Launching the annual report for 2013-14 at ‘My Home Life Cymru Conference’ today, she said that supporting the sector and working together is crucial to improving care.
The Chief Inspector said:
We want to increase the transparency of the quality of services to make sure people have clearer information to make informed decisions when choosing care and want to introduce judgments within our inspections. Our aim is to pilot Quality Judgements across the services we inspect and regulate.
Working with our stakeholders to develop and pilot a Quality Judgement Framework will be vital to ensuring that the quality of services continues to improve and that people and commissioners have a clear understanding of the quality of services that are provided in Wales. A Quality Judgement Framework will focus on the outcomes for people against our four quality themes: the Quality of Life, the Quality of the Environment, the Quality of Leadership and Management and the Quality of staff.
We have become increasingly clear and robust about graded enforcement action and despite the limitations of the existing law; we have been creative in modernising our system and practice over the last five years to reflect changing patterns of care. We ensure people, their experience and quality of life is the central focus of all our work and values.

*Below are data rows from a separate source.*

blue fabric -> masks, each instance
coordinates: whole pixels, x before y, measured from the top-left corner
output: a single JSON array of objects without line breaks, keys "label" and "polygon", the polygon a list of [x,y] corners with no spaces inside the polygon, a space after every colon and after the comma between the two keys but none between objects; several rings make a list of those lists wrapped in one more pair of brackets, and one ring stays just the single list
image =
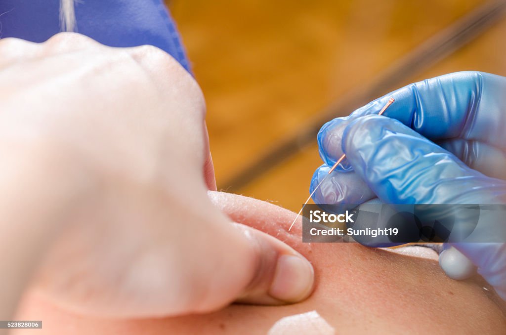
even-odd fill
[{"label": "blue fabric", "polygon": [[[374,115],[391,97],[385,116]],[[343,153],[347,162],[315,193],[316,203],[506,203],[504,77],[468,71],[408,85],[327,122],[318,141],[325,164],[310,191]],[[504,240],[503,218],[487,224],[473,233]],[[452,245],[506,299],[506,244]]]},{"label": "blue fabric", "polygon": [[[61,31],[59,0],[2,0],[2,37],[43,42]],[[181,38],[161,0],[76,1],[77,31],[111,47],[157,47],[188,71]]]}]

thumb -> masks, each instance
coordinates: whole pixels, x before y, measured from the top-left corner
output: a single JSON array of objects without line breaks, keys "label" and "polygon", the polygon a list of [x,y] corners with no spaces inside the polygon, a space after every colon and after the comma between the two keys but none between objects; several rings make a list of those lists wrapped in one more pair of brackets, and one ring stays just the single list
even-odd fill
[{"label": "thumb", "polygon": [[186,266],[192,273],[188,277],[199,280],[182,290],[191,292],[185,313],[207,312],[234,301],[292,303],[312,291],[312,266],[287,244],[238,223],[206,225],[204,243],[192,251]]}]

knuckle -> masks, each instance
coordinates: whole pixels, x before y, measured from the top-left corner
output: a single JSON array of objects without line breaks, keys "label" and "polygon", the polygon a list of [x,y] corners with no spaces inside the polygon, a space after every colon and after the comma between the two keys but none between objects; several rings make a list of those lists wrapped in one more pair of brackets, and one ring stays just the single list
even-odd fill
[{"label": "knuckle", "polygon": [[87,36],[76,32],[63,32],[53,35],[43,45],[47,48],[55,48],[61,51],[79,50],[99,44]]}]

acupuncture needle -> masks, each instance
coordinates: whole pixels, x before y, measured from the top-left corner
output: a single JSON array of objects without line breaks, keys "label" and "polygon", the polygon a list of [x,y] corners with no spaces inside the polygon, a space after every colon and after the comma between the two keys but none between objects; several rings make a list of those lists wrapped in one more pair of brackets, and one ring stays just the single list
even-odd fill
[{"label": "acupuncture needle", "polygon": [[[388,102],[387,103],[386,105],[383,106],[383,108],[381,109],[377,115],[381,115],[383,114],[383,113],[385,112],[385,111],[387,110],[387,108],[388,108],[390,105],[393,104],[395,101],[395,99],[393,98],[391,98],[388,99]],[[306,207],[306,205],[308,204],[308,202],[309,202],[309,200],[311,199],[311,198],[313,197],[313,195],[315,194],[315,192],[316,192],[316,191],[320,188],[320,186],[321,186],[321,184],[323,183],[323,182],[324,182],[328,176],[330,175],[332,172],[335,170],[335,168],[338,167],[338,165],[339,165],[339,164],[341,163],[341,162],[343,161],[345,158],[346,158],[346,154],[344,153],[343,154],[343,155],[341,156],[339,159],[338,159],[338,161],[335,162],[335,164],[333,165],[332,167],[330,168],[330,170],[328,171],[328,173],[327,175],[323,177],[323,179],[322,179],[319,183],[318,183],[318,184],[316,185],[315,189],[313,190],[313,192],[312,192],[311,194],[309,195],[309,197],[308,198],[308,199],[306,200],[305,202],[304,202],[304,204],[302,205],[302,208],[301,208],[301,210],[299,211],[299,213],[297,214],[297,216],[296,217],[293,222],[291,223],[291,225],[290,226],[290,228],[288,230],[288,231],[291,230],[291,228],[293,227],[293,225],[295,224],[296,221],[297,221],[297,219],[299,219],[299,217],[301,216],[301,214],[302,213],[302,211],[304,209],[304,207]]]}]

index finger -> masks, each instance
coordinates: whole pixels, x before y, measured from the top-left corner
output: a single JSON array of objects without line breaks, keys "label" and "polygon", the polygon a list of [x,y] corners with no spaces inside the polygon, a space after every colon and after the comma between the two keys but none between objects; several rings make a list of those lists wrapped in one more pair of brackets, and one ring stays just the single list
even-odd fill
[{"label": "index finger", "polygon": [[327,164],[343,154],[343,132],[357,117],[377,114],[393,98],[385,116],[429,139],[461,138],[506,148],[506,78],[476,71],[450,73],[410,84],[326,123],[318,134],[320,155]]}]

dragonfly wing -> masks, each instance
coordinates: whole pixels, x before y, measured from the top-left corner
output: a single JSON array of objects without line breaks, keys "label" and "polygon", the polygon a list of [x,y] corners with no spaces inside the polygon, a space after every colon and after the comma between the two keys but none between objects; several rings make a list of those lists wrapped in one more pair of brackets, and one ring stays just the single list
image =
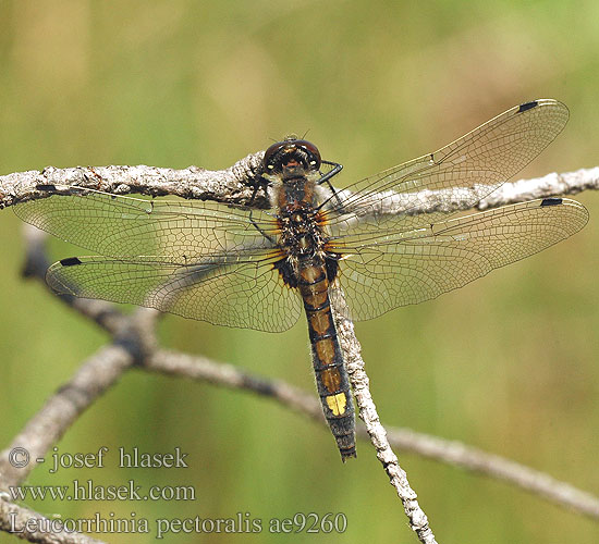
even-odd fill
[{"label": "dragonfly wing", "polygon": [[210,258],[179,265],[160,257],[73,257],[48,269],[57,293],[129,302],[218,325],[279,332],[298,319],[302,305],[273,263],[276,255]]},{"label": "dragonfly wing", "polygon": [[572,236],[587,221],[574,200],[533,200],[409,232],[354,233],[329,246],[344,254],[338,279],[349,317],[366,320],[462,287]]},{"label": "dragonfly wing", "polygon": [[252,211],[252,222],[248,210],[217,202],[148,200],[84,188],[13,209],[27,223],[106,257],[160,255],[173,264],[240,248],[271,248],[278,228],[260,210]]},{"label": "dragonfly wing", "polygon": [[357,220],[376,231],[390,211],[394,228],[412,230],[443,220],[455,203],[472,208],[537,157],[567,118],[557,100],[516,106],[433,153],[357,182],[325,201],[331,233]]}]

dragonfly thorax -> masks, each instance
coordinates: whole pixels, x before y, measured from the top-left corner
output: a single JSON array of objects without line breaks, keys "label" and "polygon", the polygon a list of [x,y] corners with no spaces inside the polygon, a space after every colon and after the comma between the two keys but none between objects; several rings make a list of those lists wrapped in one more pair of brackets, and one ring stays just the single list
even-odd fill
[{"label": "dragonfly thorax", "polygon": [[289,257],[314,257],[322,252],[326,240],[311,206],[285,206],[279,222],[279,244]]}]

We are an inspectorate that is as focused on improvement as enforcement and I am pleased to report that during 2013 – 2014, 68% of the 343 services our inspections identified as in need of improvement took decisive action to make sustained improvements in the quality of their service. By the end of 2013-14 only 26 services remained as ‘Services of Concern’.
The decision to take enforcement action, which can ultimately lead to cancelling the registration of the manager or the service, is always carefully considered. However, we will take decisive action where services fail to improve and continue to present risks to those being cared for.
Our inspectors had a strong presence across Wales and carried out over 4,500 inspections in 2013-14. They talk to people using the services, their relatives and staff when they are inspecting and focus on the outcomes for people against four quality themes: the Quality of Life, the Quality of the Environment, the Quality of Leadership and Management and the Quality of staff.
We place the children and adults who need and use services at the heart of our work by listening to their views during inspections and responded to 2,170 concerns raised by residents, relatives, staff and professionals. This resulted in 284 additional inspections. We encourage and thank people for bringing concerns to our attention and are committed to involving people in every aspect of our work and to improve our connection with local services and communities.
The Social Services and Well Being (Wales) Act 2014 and the Registration and Inspection of Social care (Wales) Bill will transform the delivery of social care services in Wales. A number of reviews and reforms in childcare and early years will also transform service patterns and delivery of childcare. Over this significant period of change our priority is to remain focused upon ensuring that the safety and quality of care, in particular to those who are vulnerable, remains a priority.